Baubo, de l'art de n'être pas mort, Un voyage dans le rêve via la musique- Ilona Davigny
Baubo, de l'art de n'être pas mort, Un voyage dans le rêve via la musique- Ilona Davigny
La musique dans une mise en scène permet beaucoup d’ouverture, simplement pour énoncer
l’entrée d’un personnage, évoquer une époque, renforcer une émotion, une mélodie qui peut
provenir de la scène grâce à des objets comme une radio, des coulisses, ou avec la présence
de l’orchestre ou de musicien sur scène, ainsi qu’avec le simple choix des instruments.
Jeanne Candel est une metteuse en scène et comédienne qui codirige avec S. Achache, Marion Bois et Elaine Méric : Le Théâtre de L'Aquarium, théâtre dédié à la création en lien avec l'enchevêtrement et la musique, thèmes qu'on retrouve donc dans ce spectacle de deux heures. Une création autour du rêve, de la passion, de la musique et de l'amour.
Cette pièce met en avant beaucoup de thèmes qui sont présentés avec le chant et la musique. Tout au long de la pièce, on reconnaîtra un certain manque de parole des personnages, en monologue ou entre eux, ils vont se laisser porter plusieurs fois par la musique qui va soit accompagner l’action et même lancer l’action.

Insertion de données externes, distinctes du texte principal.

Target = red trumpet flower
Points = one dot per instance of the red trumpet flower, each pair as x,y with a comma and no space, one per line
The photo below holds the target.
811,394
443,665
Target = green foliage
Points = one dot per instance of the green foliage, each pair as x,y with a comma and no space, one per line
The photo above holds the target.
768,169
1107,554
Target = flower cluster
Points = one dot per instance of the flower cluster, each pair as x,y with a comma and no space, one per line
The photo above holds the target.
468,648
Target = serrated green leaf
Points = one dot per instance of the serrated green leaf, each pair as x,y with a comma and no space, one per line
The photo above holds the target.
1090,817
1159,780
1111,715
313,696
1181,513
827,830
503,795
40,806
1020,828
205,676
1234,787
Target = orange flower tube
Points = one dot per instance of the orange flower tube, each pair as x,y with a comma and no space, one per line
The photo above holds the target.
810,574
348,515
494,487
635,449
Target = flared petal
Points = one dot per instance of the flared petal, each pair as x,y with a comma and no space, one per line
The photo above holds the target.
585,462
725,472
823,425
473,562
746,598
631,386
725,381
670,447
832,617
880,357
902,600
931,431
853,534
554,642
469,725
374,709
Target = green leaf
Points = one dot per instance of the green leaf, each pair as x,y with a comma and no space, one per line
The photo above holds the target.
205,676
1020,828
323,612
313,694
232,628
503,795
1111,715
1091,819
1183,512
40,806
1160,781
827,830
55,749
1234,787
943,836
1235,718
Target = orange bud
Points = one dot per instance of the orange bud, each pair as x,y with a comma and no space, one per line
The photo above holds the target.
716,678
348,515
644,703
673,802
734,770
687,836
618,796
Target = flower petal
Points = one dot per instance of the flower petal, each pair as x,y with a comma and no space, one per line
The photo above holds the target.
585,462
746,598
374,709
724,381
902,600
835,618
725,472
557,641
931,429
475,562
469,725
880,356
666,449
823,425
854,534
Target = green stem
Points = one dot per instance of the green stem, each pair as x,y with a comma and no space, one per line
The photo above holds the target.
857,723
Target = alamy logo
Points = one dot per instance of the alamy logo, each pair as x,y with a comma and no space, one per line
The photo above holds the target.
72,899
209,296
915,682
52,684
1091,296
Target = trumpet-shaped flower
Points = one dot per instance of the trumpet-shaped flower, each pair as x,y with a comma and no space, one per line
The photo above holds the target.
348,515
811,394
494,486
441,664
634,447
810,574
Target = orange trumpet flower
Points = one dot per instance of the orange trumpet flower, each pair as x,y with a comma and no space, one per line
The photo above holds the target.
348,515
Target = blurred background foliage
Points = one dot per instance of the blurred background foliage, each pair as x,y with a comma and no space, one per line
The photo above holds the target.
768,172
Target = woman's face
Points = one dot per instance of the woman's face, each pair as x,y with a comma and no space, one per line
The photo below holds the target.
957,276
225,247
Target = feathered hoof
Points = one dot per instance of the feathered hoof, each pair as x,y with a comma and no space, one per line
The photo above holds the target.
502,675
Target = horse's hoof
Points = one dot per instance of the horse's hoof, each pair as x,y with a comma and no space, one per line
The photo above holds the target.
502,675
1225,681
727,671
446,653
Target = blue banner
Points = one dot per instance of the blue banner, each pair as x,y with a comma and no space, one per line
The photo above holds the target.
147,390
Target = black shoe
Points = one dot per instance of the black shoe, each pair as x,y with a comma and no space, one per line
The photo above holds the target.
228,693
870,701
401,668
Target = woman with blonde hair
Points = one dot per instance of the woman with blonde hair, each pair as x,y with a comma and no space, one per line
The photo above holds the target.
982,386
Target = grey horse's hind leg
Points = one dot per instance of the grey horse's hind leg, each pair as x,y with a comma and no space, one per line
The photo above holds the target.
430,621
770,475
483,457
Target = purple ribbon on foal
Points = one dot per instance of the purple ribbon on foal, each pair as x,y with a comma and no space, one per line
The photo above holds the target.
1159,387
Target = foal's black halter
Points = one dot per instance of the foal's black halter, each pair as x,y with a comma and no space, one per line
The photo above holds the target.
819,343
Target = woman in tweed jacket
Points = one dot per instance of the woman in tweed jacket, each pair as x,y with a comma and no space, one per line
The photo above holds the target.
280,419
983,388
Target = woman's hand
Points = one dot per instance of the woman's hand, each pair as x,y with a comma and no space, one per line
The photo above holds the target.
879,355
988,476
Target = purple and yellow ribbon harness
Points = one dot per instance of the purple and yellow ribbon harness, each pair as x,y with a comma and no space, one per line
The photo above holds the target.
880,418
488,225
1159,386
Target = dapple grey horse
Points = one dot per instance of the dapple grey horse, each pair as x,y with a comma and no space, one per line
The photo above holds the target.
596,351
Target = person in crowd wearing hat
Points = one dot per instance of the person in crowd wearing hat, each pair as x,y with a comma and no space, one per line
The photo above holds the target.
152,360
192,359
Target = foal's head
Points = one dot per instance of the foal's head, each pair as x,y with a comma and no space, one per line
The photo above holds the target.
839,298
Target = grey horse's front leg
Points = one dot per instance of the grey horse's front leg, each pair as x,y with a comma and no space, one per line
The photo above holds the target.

Une femme arrive sur scène suivi d'un traducteur, mise en scène comme une rencontre avec l’artiste et pourtant, le spectacle a déjà commencé. Pendant trente minutes, l'artiste nous parle avec un traducteur qui semble avoir du mal à suivre, ce qu'on pense être de l'incompétence de la part de ce dernier, on découvre au final qu'elle parle d'une langue inventée depuis le début, qui permet aux gens de donner eux même le sens de ses paroles. Une langue inventée par elle et son amant, d'une après-midi de passion et de désir avec celui-ci sur la plage.
Elle finit son monologue sur « il me manque tellement » laissant sous-entendre la mort de ce dernier. Avant de partir soudainement, ainsi que le traducteur chacun de son côté.
Sur scène seul un drap noir accroché. Une femme habillée tout en noir arrive alors, elle nous raconte le mythe d'un instrument de musique ; celui de l'amour, fait de soie, cet instrument ne fait pas de bruit, et pourtant un amour assez puissant permet à celui-ci de faire vibrer l'air jusqu'à son bien aimé. Un jour, un homme essaye tant bien que mal d'utiliser cet artefact, mais malheureusement celui-ci reste muet face à sa requête. L’'homme se suicide dans le désespoir d'un amour rejeté, se noyant dans le lac. C’est cette quête pour l’instrument qui sera le fil conducteur du spectacle, plusieurs fois sur scène des musiciens ainsi qu’une chanteuse vont faire leurs apparitions, étouffant les autres personnages, interdisant toute communication, ou pour le créer au contraire.
Cette femme vêtue de noir, qui fait allusion à une prêtresse dans sa tenue se laisse tomber en arrière dans le drap noir, emportant celui-ci dans sa chute, ce drap la submerge, l'enterre presque, au final elle se noie dans ce drap se laissant mourir et disparaître et même à son tour se noyer à la recherche de cet instrument de l’amour.
Alors que des personnes viennent tirer ce drap hors de scène, cela laisse apparaître la scénographie dans son intégralité.
Le décor est ce qui peut ressembler à un salon ; un canapé, un lit, une table, des chaises, avec un mur en fond avec plusieurs posters accrochés dessus, et une fenêtre.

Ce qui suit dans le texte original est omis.